A sweeping court endorsement of marriage rights seems unlikely. But by striking down a key section of the federal Defense of Marriage Act - the indefensible 1996 law signed by President Bill Clinton, who now opposes it - the justices could advance equality at least incrementally.
The Obama administration has declared the act unconstitutional but continues to enforce it while it's under court consideration. That means same-sex couples are being denied more than 1,100 federal benefits provided to their opposite-sex counterparts, such as Social Security survivor payments and inheritance-tax reprieves. It's time legally married gay and straight Americans were treated equally under the law.

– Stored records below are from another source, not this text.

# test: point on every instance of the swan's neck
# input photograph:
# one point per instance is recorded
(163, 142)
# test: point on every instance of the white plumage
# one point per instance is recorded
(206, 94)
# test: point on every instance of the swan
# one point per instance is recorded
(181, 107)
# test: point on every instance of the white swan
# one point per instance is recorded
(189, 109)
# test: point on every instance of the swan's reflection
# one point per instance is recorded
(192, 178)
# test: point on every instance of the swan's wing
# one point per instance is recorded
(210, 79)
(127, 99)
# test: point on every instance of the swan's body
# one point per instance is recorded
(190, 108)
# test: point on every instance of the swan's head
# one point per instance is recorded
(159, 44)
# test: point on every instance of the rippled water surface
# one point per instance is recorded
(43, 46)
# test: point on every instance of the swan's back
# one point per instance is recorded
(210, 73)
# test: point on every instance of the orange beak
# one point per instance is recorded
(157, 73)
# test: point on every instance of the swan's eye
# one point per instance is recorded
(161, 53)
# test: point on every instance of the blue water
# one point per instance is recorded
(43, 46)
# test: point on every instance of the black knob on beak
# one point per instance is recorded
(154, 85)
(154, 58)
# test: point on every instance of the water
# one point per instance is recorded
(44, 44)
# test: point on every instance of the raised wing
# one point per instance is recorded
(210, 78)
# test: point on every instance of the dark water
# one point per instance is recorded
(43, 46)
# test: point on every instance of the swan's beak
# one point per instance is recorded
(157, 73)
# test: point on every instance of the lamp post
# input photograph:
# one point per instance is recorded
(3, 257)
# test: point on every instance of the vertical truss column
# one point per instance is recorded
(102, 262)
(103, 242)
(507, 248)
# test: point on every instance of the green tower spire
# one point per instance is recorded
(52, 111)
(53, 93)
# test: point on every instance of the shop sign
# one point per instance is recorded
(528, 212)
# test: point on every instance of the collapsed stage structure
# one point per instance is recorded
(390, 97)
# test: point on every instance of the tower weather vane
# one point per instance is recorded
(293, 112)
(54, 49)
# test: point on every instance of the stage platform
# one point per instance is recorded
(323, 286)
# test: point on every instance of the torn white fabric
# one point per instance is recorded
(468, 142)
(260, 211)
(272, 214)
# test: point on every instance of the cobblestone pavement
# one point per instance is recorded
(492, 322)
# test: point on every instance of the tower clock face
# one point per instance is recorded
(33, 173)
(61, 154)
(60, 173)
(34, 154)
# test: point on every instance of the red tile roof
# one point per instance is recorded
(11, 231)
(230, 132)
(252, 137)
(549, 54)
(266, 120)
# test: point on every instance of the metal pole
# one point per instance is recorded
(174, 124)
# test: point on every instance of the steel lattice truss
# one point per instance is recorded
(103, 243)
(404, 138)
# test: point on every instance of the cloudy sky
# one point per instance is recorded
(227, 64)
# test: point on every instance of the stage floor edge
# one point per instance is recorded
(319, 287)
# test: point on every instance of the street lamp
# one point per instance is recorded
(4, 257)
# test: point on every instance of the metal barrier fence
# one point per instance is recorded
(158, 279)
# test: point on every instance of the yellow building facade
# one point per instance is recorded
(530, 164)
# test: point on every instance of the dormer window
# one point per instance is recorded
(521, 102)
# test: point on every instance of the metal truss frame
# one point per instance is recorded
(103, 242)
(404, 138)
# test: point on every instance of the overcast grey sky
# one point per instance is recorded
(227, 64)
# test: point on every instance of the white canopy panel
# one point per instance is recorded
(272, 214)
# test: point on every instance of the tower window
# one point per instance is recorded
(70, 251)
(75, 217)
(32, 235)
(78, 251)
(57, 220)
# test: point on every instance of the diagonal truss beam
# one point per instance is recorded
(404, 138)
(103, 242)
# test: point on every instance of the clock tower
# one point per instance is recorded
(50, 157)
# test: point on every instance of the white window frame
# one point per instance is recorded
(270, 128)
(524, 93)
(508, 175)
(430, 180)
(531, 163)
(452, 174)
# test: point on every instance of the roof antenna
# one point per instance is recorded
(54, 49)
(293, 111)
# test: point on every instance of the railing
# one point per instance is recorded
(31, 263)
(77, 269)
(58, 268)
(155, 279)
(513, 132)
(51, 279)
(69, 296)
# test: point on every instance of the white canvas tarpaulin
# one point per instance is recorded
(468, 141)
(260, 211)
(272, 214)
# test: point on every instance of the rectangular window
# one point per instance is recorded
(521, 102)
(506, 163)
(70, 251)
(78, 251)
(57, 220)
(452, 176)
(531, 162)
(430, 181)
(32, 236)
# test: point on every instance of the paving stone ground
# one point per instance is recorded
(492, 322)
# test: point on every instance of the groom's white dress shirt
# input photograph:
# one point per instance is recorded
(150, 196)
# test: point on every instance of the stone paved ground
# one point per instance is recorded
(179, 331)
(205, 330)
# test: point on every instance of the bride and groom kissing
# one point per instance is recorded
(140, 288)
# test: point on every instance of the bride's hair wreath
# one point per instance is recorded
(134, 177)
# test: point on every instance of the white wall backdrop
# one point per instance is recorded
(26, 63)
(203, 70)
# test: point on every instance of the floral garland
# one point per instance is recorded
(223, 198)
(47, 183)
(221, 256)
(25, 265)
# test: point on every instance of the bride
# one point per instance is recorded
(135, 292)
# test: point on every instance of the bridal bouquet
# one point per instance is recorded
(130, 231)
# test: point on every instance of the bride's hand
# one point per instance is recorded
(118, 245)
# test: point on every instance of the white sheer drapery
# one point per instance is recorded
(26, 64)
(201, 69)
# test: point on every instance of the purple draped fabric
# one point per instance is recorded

In the other case before the court last week, former U.S. Solicitor General Ted Olsen made a strong argument that California's Proposition 8, which defines marriage as being between a man and a woman, should be overturned. Olson argued that it "walls off gays and lesbians from marriage, the most important relation in life."
Olson wants the court to find that same-sex couples nationwide have the right to marry. Currently, only nine states and the District of Columbia allow gay marriage. Another handful, including New Jersey, permit civil unions, but studies show such relationships are treated as inferior to marriage.
The country's views on same-sex marriage have evolved quickly in recent years, though perhaps not as quickly as advocates would like. A recent Washington Post-ABC News poll found that public support for gay marriage has reached an all-time high of 58 percent, up 21 percentage points over the last decade. And President Obama himself abandoned his opposition to gay marriage last year.
These shifts are making the legal questions more urgent and their answers more obvious. In the long run, while religious rights also must be protected, same-sex couples simply can't be denied the same civil rights as others.